An international research team has developed a low-temperature planar perovskite module with an n–i–p architecture, an aperture area of 11 cm2, and a geometrical fill factor of 91%.
“With this work, we show that the scaling-up of high efficient perovskite solar cells to modules is possible without penalizing the efficiency and keeping the hysteresis index low,” researcher Aldo di Carlo told pv magazine.
The manufacturing temperature never exceeds 150 C. This represents an additional step to the industrial exploitation of perovskite photovoltaic technology.
The module was built with 0.09 square-centimeter solar cells. The perovskite solution was deposited at 2,000 rpm with 10 seconds ramp-up to fully cover the substrate without persisting at this speed to prevent the dimethyl sulfoxide (DMSO) solvent from sticking onto the substrate.
“This is avery crucial point, because DMSO was trapped during film formation and formed voids at perovskite-substrate interface, as it has been recently demonstrated for a different p–i–n architecture,” the scientists said. “Moreover, to avoid cracks on the perovskite film, it is very crucial that the velocity of the antisolvent dripping and the distance between substrate and pipet tip.”
The solar module achieved a maximum power conversion efficiency of 19.11% and a stabilized efficiency of 18.7%.

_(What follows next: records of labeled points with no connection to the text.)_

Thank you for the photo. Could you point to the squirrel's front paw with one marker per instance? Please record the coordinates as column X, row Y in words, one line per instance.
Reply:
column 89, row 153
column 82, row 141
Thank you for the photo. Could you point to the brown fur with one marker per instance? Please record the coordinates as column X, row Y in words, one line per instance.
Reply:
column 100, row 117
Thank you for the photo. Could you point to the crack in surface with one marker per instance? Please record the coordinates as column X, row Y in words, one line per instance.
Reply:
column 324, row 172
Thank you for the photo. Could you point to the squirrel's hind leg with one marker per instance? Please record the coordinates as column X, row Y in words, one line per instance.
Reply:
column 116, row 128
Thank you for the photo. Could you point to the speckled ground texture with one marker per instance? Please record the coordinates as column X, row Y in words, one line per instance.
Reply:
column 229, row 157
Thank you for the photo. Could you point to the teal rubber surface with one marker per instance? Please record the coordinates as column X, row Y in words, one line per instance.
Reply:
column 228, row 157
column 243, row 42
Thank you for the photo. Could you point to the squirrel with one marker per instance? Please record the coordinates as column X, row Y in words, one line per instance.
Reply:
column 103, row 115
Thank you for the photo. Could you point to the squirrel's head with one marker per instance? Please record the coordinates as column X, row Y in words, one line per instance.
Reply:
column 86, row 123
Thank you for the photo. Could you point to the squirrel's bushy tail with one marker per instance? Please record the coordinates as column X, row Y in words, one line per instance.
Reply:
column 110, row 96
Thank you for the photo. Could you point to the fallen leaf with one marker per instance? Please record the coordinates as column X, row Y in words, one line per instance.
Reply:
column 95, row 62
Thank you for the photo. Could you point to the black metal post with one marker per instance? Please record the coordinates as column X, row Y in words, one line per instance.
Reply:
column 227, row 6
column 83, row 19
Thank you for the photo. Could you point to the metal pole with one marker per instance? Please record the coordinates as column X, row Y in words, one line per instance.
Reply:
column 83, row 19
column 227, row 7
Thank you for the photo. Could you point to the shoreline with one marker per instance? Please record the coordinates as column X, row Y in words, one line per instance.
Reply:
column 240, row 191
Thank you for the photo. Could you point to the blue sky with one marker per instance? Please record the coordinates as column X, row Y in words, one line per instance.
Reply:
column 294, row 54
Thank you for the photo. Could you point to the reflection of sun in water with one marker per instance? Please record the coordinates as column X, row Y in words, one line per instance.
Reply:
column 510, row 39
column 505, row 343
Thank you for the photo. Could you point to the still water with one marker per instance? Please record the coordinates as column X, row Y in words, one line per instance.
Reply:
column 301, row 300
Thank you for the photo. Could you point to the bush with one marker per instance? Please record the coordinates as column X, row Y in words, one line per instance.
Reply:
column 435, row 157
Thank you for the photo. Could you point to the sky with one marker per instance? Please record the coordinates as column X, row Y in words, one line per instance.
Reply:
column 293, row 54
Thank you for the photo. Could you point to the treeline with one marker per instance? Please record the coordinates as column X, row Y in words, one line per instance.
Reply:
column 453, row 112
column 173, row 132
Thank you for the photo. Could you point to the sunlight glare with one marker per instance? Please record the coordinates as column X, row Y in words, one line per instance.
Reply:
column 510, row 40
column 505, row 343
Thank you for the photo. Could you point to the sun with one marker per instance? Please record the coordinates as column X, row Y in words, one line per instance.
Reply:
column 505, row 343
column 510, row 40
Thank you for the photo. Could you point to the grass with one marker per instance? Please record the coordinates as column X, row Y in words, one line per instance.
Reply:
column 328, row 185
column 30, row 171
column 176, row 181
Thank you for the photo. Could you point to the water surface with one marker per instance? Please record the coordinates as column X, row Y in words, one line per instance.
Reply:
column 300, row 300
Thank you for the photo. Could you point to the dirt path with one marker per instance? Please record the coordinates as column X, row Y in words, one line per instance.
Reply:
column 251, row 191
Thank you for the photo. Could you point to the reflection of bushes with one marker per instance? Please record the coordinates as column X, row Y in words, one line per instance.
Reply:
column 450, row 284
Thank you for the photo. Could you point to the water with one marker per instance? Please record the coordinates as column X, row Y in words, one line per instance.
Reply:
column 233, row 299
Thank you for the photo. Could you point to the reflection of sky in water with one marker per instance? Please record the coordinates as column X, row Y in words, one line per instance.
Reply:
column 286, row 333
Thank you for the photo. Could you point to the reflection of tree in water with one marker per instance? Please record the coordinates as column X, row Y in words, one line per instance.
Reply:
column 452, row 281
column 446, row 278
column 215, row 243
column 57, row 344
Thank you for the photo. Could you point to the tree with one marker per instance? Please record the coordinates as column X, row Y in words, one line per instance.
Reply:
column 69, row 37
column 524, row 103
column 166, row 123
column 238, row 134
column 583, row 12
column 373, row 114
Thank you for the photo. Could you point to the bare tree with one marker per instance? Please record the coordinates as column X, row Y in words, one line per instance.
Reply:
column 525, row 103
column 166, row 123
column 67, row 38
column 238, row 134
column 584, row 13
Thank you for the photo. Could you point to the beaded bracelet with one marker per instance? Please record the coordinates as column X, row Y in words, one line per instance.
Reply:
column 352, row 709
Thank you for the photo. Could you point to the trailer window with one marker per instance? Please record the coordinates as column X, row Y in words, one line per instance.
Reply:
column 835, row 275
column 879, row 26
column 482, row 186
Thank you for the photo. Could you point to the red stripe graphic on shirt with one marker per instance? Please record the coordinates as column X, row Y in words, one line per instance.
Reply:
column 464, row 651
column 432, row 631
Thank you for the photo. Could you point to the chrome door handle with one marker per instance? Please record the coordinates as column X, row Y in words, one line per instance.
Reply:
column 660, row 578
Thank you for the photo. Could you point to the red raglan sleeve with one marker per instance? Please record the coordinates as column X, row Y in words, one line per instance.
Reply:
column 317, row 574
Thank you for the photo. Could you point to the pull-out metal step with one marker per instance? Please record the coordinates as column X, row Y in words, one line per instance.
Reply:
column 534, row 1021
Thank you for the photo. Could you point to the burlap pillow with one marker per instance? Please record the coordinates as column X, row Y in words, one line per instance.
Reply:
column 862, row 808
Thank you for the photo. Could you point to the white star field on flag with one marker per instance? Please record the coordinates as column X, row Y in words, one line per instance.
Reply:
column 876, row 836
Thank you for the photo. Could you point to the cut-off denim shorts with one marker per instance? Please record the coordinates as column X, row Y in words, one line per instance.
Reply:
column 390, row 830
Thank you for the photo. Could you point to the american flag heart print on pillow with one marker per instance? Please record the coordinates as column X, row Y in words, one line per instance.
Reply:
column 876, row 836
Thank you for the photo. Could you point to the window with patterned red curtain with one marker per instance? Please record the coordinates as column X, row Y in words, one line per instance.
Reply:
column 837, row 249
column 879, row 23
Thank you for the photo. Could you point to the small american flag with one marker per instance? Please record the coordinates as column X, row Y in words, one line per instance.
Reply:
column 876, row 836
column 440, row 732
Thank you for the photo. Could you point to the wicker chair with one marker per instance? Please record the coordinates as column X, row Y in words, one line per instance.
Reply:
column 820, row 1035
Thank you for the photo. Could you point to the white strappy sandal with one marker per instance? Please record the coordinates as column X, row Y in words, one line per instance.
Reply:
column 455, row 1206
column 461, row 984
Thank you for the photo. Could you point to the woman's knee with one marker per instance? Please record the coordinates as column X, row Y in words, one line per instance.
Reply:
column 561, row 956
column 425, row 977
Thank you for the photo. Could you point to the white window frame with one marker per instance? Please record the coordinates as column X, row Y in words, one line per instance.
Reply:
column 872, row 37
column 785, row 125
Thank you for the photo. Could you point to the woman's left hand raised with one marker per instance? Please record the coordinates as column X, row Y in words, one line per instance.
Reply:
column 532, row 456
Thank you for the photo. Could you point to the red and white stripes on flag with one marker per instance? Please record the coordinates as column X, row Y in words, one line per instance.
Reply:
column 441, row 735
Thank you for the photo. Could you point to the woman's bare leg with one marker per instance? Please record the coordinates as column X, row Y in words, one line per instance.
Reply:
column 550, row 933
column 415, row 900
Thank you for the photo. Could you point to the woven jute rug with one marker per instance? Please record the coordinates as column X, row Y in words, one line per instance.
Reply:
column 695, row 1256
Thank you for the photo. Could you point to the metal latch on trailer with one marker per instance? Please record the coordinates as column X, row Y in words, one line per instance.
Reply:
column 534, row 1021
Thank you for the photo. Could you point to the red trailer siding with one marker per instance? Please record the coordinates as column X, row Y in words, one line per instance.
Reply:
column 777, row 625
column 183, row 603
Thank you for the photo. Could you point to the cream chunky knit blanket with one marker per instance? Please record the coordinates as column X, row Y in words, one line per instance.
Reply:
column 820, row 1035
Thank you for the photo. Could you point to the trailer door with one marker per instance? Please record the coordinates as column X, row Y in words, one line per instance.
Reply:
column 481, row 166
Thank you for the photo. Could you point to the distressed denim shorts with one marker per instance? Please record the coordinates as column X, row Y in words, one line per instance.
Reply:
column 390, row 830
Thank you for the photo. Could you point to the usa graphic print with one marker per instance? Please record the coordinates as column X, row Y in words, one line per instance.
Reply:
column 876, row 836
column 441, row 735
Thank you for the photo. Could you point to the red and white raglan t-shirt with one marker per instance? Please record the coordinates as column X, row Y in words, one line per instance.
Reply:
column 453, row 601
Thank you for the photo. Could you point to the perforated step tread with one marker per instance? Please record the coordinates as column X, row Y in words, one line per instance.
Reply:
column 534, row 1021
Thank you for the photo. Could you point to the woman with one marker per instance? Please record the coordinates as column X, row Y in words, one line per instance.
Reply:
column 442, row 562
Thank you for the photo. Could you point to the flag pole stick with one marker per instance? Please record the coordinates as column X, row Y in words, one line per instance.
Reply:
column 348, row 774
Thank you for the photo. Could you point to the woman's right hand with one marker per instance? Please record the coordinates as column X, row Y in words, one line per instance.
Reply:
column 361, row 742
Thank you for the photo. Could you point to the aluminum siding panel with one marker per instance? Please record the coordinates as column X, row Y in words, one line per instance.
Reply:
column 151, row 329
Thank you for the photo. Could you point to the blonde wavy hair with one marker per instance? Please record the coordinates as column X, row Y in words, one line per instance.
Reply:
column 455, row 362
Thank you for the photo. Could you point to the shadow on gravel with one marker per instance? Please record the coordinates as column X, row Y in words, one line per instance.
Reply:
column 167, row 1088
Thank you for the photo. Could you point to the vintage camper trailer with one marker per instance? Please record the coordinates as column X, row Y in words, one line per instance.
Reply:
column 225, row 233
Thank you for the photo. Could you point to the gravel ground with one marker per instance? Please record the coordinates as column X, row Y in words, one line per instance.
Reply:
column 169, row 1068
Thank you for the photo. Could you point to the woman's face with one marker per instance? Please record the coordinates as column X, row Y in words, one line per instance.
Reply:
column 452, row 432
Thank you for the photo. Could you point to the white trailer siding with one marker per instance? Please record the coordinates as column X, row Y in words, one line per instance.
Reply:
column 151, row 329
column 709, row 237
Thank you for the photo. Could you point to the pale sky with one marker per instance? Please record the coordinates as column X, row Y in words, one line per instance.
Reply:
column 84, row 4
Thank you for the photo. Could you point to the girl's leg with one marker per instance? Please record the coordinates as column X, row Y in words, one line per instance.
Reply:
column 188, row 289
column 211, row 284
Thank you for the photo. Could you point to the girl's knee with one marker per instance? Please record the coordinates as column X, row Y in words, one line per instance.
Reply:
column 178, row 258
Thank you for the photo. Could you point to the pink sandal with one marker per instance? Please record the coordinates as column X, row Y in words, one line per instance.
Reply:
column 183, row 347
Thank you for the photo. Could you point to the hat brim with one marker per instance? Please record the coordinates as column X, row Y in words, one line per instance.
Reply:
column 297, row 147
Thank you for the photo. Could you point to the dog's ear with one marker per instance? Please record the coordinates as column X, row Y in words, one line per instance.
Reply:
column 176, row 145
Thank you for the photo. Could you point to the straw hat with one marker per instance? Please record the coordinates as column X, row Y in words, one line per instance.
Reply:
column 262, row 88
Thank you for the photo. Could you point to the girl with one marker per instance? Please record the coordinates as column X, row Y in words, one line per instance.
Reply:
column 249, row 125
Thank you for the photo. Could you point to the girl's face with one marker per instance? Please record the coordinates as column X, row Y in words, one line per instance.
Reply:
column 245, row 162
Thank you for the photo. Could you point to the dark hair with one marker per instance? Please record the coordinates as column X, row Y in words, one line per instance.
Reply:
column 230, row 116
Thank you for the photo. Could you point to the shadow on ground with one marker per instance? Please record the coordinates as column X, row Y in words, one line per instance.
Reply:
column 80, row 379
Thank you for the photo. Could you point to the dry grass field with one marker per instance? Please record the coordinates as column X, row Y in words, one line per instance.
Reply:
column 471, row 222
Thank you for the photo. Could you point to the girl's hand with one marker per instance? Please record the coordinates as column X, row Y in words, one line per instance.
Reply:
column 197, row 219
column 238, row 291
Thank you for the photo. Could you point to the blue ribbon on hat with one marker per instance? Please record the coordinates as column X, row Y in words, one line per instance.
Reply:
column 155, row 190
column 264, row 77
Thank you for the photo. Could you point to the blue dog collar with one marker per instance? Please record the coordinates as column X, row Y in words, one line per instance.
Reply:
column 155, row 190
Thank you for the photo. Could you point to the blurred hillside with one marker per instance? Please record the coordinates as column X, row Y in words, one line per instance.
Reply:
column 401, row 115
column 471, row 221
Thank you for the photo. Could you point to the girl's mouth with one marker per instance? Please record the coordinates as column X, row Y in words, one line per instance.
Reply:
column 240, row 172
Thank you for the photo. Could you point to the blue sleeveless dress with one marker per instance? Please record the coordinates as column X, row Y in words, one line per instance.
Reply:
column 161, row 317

“The reported simple and reproducible method represents an outstanding baseline to be transferred to large-area modules (size ≥100 cm 2 ) by scalable full fabrication procedure out of glove box,” the researchers concluded.
They described their design in “Hysteresis-free Planar Perovskite Solar Module with 19.1% Efficiency by Interfacial Defects Passivation,” which was recently published in RRL Solar. The research group includes scientists from the University of Tor Vergata in Rome, Belgian research institute Imec, and the Swiss Federal Institute of Technology Lausanne (EPFL).